Сзади рассмеялись, потом кто-то присвистнул и с крепким французским акцентом добавил: «О-ла-ла, Туристку бросили на лопатки!» Конец фразы состыковался с хлесткой затрещиной и новым взрывом хохота. Тряхнув кудрями, Магда обогнала лоцмана и первой финишировала у дальнего стола.
– О, ребята! – Назар оторвался от тарелки и как-то по-детски взмахнул длинными, словно накрашенными ресницами. – Тоже покушать? Чудненько!
Поймав ближайший табурет носком ботинка, Саймон наконец смог утвердиться напротив бородача. Девушка заняла место с торца, словно бдительный арбитр, и сложенные на груди руки подчеркивали избранную роль.
– Да. Кстати, привет. Еще раз. Приятного. Ага.
Подобрать нужные слова выходило непросто, поэтому лоцман мялся и мычал еще пару мгновений. Наконец он шумно выдохнул, стянул с тарелки термопленку и не глядя зачерпнул. Вот ведь гадство: кормят вкусно, а надо разговоры разговаривать!
– Назар, – с полным ртом выходило невнятно, зато оправдывало некоторую скомканность. – Есть разговор.
Собеседник улыбнулся, тоже отправил ложку супа куда-то под усы и погладил напрягшуюся Магду по спине.
– Есть, конечно. – Улыбка, в отличие от того же Моди, не выглядела фальшивой, не казалась нарочито выработанной для удовлетворения социальных функций. – Ты из тех людей, которые не успокаиваются, пока не найдут все ответы. И до конца не верят, что ответы эти не сделают их счастливее.
– Счастье есть вопрос метафизический. – Саймон наконец справился с «пулей», оказавшейся плотным комком профилированного белка; чем-то средним между клецкой и тефтелем. – А у меня конкретный. Ладно, без околичностей: кто ты, Назар?
Тот аккуратно, не торопясь доел, отложил приборы на край подноса, опер бороду на сложенные один в другой кулаки. Магда, набычившись, сверлила лоцмана взглядом – с укоризной, и в то же время словно прося о чем-то. Вокруг гремели ложками, болтали на добром десятке языков, улыбались, хмурились, смеялись и сердились. Мир был прост – и прямо сейчас он мог стать очень, очень сложен.

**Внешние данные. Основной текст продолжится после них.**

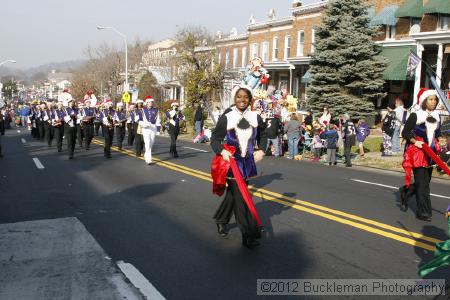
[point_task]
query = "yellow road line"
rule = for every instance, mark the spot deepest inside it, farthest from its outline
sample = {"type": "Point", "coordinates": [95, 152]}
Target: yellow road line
{"type": "Point", "coordinates": [318, 210]}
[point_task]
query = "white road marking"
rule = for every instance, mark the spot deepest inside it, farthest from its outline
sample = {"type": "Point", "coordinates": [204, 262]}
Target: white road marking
{"type": "Point", "coordinates": [139, 281]}
{"type": "Point", "coordinates": [196, 149]}
{"type": "Point", "coordinates": [393, 187]}
{"type": "Point", "coordinates": [38, 164]}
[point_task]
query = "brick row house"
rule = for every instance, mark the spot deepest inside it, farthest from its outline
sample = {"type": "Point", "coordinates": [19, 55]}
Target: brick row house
{"type": "Point", "coordinates": [285, 44]}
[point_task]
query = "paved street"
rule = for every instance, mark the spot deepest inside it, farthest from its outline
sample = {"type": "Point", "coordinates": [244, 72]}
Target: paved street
{"type": "Point", "coordinates": [319, 222]}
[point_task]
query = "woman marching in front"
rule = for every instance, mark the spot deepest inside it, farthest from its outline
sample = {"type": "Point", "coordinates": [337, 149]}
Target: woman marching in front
{"type": "Point", "coordinates": [243, 131]}
{"type": "Point", "coordinates": [174, 116]}
{"type": "Point", "coordinates": [422, 127]}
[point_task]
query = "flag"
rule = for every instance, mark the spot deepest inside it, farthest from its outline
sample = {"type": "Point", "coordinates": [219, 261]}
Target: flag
{"type": "Point", "coordinates": [413, 62]}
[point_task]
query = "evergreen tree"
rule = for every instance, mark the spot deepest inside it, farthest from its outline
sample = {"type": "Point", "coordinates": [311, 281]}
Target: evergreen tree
{"type": "Point", "coordinates": [346, 71]}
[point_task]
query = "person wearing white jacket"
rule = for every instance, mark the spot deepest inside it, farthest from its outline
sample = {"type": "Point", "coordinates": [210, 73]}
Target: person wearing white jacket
{"type": "Point", "coordinates": [148, 119]}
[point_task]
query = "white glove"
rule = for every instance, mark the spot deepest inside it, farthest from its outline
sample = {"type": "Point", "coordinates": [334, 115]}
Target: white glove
{"type": "Point", "coordinates": [258, 155]}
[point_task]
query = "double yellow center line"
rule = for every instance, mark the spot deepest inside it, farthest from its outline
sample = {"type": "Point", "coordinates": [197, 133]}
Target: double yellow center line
{"type": "Point", "coordinates": [412, 238]}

– Ты ведь уже угадал, – прервал молчание бородач. – Может, мне и говорить не требуется? Я… понимаешь, я это слово ужасненько не люблю.
– Значит, правда. – Губы Саймона двигались будто сами по себе, онемевшие и одновременно подергивающиеся, кривящиеся от боли и растерянности. – Значит, «Массачусетский эксперимент»…
– Это разум, – глухо каркнула Магда, поморщилась и отхлебнула из чужого стакана. – Разум лоцмана. Тело лоцмана. И его душа. Его
– Спасибо, Мэг. – Глядя в сторону, Назар продолжал гладить соседку по закаменевшему плечу. – Да, я не человек. Я единственный удавшийся эксперимент проекта. Удавшийся – и сбежавший.